NB: current known issue where build args don’t override values I set previousy in the build, working on this, but please set any vars using ENV line only for now.
Runtime
TODO
Producing your own converted models
Requires S3-compatible storage
Set up the default, regular repo (i.e., not the “build-dowload” variant). The default build allows for runtime downloads of models. Call it like this:
$ python test.py txt2img \
--call-arg MODEL_ID="stabilityai/stable-diffusion-2-1-base"
--call-arg MODEL_URL="s3://"
--call-arg MODEL_PRECISION="fp16"
--call-arg MODEL_REVISION="fp16"
Docker-diffusers-api will download the model, convert to safetensors format, and upload the archive to your S3-compatible bucket. CHECKPOINT_URL
is supported too to convert .ckpt files. It will also return an image when the process completes.
Prebuilt models
Note, these downloads are rate-limited and shouldn’t be considered the full speed of Cloudflare R2.

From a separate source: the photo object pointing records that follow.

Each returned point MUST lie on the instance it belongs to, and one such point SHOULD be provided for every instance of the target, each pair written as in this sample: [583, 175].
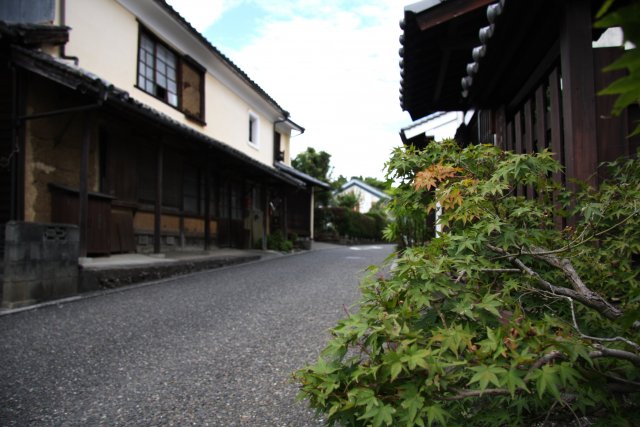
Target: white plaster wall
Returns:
[104, 37]
[366, 199]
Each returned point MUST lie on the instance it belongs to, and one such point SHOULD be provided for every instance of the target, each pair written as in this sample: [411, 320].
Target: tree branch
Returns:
[615, 353]
[547, 358]
[577, 328]
[592, 299]
[463, 394]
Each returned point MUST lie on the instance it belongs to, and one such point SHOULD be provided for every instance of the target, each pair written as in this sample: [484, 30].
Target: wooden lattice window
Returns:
[178, 81]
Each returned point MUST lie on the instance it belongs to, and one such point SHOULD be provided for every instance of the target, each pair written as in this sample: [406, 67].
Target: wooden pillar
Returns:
[285, 214]
[312, 213]
[578, 93]
[501, 128]
[157, 232]
[83, 187]
[207, 203]
[265, 217]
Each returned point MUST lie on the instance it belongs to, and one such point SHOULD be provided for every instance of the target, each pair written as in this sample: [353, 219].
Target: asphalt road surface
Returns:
[215, 348]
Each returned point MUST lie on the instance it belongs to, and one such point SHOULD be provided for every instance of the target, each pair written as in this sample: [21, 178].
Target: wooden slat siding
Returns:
[611, 130]
[157, 231]
[556, 144]
[501, 129]
[518, 143]
[6, 112]
[207, 203]
[555, 123]
[528, 138]
[578, 95]
[541, 120]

- models–stabilityai–stable-diffusion-2-1–fp16.tar.zst
- models–stabilityai–stable-diffusion-2-1-base–fp16.tar.zst
- models–stabilityai–stable-diffusion-2–fp16.tar.zst
- models–stabilityai–stable-diffusion-2-base–fp16.tar.zst
- models–runwayml–stable-diffusion-v1-5–fp16.tar.zst
- models–runwayml–stable-diffusion-inpainting–fp16.tar.zst
- models–CompVis–stable-diffusion-v1-4–fp16.tar.zst
Comparison to Banana’s Optimization
A quick look through https://kiri.art/logs reveals:
- Banana optimization: 2.3s - 6.4s init time (usually around 3.0s)
- Our optimization: 2.0s - 2.5s init time (usually about 2.2s)*
*Our optimization was tested in a limited period, it could vary more.
Why we’re stopping to support to Banana’s Optimization
- It’s incredibly fickle… small changes can break it.
- It’s incredibly slow and is the main reason why banana builds are so slow.
- There’s no failure explanation. If it fails, we can just have to try one thing after another, wait 1hr+ to see if it worked, and try again.
- There’s no way to test locally, as above.
- There has been a loooot of downtime recently, and when its down, we still get the regular failure message, with no idea that it’s system wide and not in our own code.
- It’s super limiting… I’ve had to avoid many improvements previously because they would break optimization.
- Our own optimization is faster anyways.
I really hope Banana will give us a way to opt out of optimization in future, as it would really speed up deployments!
Questions, issues, etc
- (Banana) “Warning: Optimization Failed”. You can safely ignore this warning, we don’t use banana’s optimization anymore. We already optimized the model in the previous step. You can be sure it’s working based on the fast load time (around 2.2s init time vs 30s init time).